Crushing analysis and multiobjective crashworthiness optimization of combined shrinking circular tubes under impact loading

This paper proposes a new type of energy absorber with combined shrinking circular tubes for a high-speed train. An impact experiment is conducted to investigate the dynamic crushing performance of this energy absorber with combined shrinking circular tubes. The results show that the combined tubes experience steady dynamic shrinking deformation. Finite element (FE) models of the energy absorber are then developed, and the dynamic crushing forces are in good agreement with the impact test. A theoretical solution for the dynamic shrinking crushing load is derived. Based on the validated FE models, the effects of the friction coefficient, wall thickness and die radius on the dynamic crushing force and energy absorption are investigated. An increase in the wall thickness leads to a substantial growth in the maximum crushing force (F-max) and specific energy absorption (SEA), but the growth rate of F-max is much larger than that of the SEA as the wall thickness increases. In addition, comparing theoretical and FE results demonstrates that predictions of the dynamic steady-state forces for the combined shrinking circular tubes with different friction coefficients, wall thicknesses (t) and die radius (R-die) are satisfactory.

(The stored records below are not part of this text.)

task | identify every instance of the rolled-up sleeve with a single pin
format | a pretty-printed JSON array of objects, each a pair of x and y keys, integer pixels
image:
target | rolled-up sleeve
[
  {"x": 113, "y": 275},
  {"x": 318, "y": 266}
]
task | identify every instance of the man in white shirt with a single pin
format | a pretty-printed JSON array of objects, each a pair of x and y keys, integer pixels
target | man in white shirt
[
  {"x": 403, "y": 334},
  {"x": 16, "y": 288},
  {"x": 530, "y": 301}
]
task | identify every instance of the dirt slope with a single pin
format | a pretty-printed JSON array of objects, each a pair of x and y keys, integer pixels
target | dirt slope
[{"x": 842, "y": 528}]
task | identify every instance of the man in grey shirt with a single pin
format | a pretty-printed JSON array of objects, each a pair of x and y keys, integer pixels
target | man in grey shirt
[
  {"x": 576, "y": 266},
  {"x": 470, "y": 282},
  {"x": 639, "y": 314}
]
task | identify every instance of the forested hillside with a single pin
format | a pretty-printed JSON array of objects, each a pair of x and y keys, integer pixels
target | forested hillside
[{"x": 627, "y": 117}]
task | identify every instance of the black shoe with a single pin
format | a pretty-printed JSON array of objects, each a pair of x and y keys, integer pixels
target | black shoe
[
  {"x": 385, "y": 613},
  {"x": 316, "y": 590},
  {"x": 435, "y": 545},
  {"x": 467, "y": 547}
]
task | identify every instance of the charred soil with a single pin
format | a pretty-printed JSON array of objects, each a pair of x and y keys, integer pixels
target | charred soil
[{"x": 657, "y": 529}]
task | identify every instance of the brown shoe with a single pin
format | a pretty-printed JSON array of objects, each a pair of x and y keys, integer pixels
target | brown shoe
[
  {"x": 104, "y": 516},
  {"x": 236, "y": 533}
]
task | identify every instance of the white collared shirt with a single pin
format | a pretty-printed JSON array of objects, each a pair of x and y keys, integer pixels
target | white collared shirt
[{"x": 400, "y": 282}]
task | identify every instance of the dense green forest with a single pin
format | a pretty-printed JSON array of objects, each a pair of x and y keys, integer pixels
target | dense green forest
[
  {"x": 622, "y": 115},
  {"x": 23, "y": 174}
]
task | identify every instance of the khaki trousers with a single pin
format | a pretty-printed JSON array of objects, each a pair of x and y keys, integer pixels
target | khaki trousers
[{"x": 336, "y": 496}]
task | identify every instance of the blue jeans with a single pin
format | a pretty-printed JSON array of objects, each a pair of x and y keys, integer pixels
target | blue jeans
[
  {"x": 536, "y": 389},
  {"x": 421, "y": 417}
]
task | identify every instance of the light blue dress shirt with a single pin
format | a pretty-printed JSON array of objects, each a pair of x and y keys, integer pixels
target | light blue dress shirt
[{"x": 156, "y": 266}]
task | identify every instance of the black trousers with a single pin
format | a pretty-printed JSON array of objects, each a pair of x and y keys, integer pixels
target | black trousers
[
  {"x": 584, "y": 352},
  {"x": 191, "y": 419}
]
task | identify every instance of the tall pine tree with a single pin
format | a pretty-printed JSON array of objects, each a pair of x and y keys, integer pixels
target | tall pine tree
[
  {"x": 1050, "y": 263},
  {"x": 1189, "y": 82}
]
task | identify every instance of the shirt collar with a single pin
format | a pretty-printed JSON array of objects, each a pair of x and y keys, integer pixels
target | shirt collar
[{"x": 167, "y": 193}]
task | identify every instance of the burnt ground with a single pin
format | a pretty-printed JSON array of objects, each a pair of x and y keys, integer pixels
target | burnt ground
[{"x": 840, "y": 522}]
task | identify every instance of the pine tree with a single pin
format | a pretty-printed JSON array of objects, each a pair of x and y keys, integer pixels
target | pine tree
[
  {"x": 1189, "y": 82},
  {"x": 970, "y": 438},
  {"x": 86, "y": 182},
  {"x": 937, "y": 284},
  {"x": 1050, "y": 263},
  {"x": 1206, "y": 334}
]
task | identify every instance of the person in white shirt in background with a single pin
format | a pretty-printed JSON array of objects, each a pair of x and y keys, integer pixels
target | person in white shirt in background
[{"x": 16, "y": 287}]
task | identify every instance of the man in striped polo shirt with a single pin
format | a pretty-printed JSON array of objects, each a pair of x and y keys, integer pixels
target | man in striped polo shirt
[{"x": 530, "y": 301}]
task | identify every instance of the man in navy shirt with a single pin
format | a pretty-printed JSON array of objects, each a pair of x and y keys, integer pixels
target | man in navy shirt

Finally, to improve the crashworthiness of the expanding circular tubes, Sobol' sensitivity analysis is employed to analyze the effects of the design parameters (t and R-die) on the objective responses (SEA and F-max) using the Kriging model. A Pareto front of double optimization objective SEA and F-max was obtained after being optimized by multiobjective particle swarm optimization (MOPSO). The results show that SEA and F-max are positively correlated, and a balance between the SEA and F-max was obtained at optimal point C (SEA = 13.09 kJ/kg, F-max = 581.11 kN).

Automated summary

This paper proposes a new type of energy absorber with combined shrinking circular tubes for a high-speed train, investigates the dynamic crushing performance and effects of design parameters through experiments and modeling, and achieves the optimal balance of SEA and F-max through multiobjective particle swarm optimization.